GrowSF's sources inside the union confirmed the cynical truth: they'll strike for show, then take the same deal.·Source: garryslist.org

Union sources confirm they’ll accept the existing offer after a few days of striking. They’re going to disrupt the lives of 30,000 San Francisco families for no material change in their own situation. If they don’t return to the table, we know what this was really about: UESF pleasing their Sacramento state union CTA. Putting union boss politics over the kids again.

The Math Doesn’t Work—And UESF Knows It

SFUSD is under state fiscal oversight. According to the SF Chronicle, the state can reject any deficit-creating contract. The district is already expected to spend $52 million more than revenue this year, with reserves depleted by 2027-28 without a balanced budget.

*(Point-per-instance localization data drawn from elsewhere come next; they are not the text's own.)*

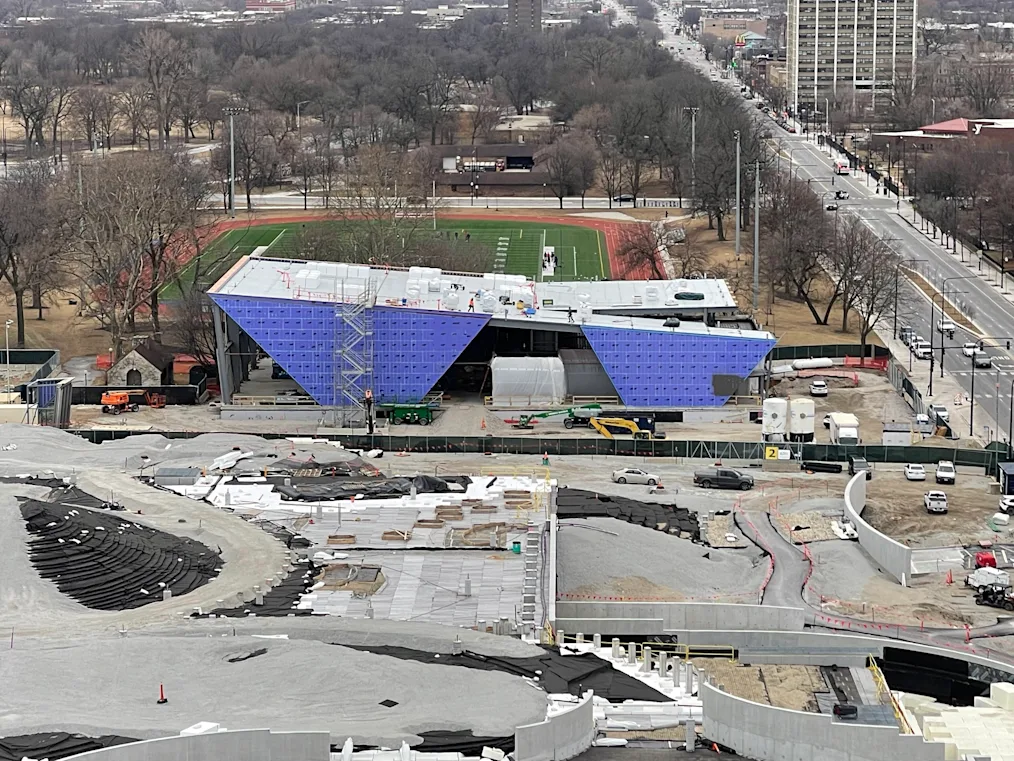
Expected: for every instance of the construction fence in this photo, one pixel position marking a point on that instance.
(685, 448)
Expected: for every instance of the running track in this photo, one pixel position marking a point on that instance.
(611, 231)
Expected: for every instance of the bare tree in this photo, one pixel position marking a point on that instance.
(639, 248)
(127, 235)
(162, 62)
(610, 170)
(986, 85)
(27, 251)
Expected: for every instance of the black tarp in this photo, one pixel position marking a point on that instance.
(55, 745)
(572, 503)
(461, 741)
(104, 560)
(555, 673)
(312, 491)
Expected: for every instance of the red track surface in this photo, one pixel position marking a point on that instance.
(612, 232)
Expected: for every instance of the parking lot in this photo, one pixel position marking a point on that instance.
(894, 506)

The district is already offering 6% raises over two years plus fully funded dependent healthcare at no cost to educators. That’s a real offer. But UESF walked out without a counteroffer. The state would likely reject UESF’s demands even if the district caved.

Fighting for Sabbaticals While Schools Close

They are fighting to hold onto sabbaticals. And we’ll keep schools closed so they can have six-month and year-long paid breaks.

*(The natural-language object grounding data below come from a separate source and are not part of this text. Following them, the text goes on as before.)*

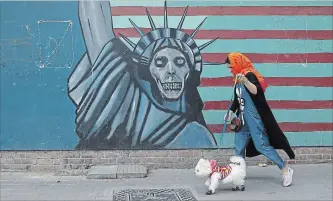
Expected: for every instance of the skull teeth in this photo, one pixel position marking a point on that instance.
(172, 86)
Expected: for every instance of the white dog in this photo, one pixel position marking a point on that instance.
(234, 173)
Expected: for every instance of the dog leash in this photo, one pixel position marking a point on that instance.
(227, 116)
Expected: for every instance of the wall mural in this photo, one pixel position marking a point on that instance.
(80, 75)
(137, 96)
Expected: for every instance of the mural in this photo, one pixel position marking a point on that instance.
(137, 96)
(79, 75)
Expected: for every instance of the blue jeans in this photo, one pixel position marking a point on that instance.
(255, 129)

Currently, sabbatical leaves — which are available to teachers after seven years in the district — cost San Francisco schools $5.4 million per year for 50 full-year leaves and 12 half-year leaves. The AP prep periods cost $6.5 million for 64 teachers with more than one AP class and $1.5 million for 60 department head prep periods, according to district data.

That equals $13.4 million spent on 186 educators and for compensation that is not common in other districts.

Each 1% salary increase f...
The numbers tell the story: $13.4 million for 186 educators' perks while schools close and families flee.·Source: x.com

According to the Chronicle, sabbaticals cost SFUSD $5.4 million per year for just 62 teachers—compensation that is not common in other districts.

Meanwhile, SFUSD has lost 4,000 students since 2019. San Francisco now has roughly 30% of kids in private schools—the highest rate in California. Every bad policy accelerates the death spiral.

Lurie Is Right: Get Back to the Table

Mayor Daniel Lurie made his office available day and night to reach an agreement. He asked for three additional days of negotiation to keep kids in school.

Even Nancy Pelosi urged continued engagement: “Our teachers are custodians of our children five days of the week and they deserve our support, our students need continuity and our families deserve certainty.”

UESF’s response? Union President Cassondra Curiel was unmoved: “We will be going on strike Monday absent a signed agreement.”

This will be the first SF teacher strike since 1979—nearly 50 years. The last one lasted seven weeks.

UESF deciding to strike and hurt the educations of tens of thousands of students when there is no expected actual benefit to the teachers is borderline malfeasance. They’re going to strike for a few days, then take the same deal they could accept today. The kids are pawns in a union boss political shell game with Sacramento’s CTA. And if PERB rules this strike unlawful? SFUSD could recover damages. The union bosses are gambling with everyone’s money— and now with PERB on the table, it might be their own.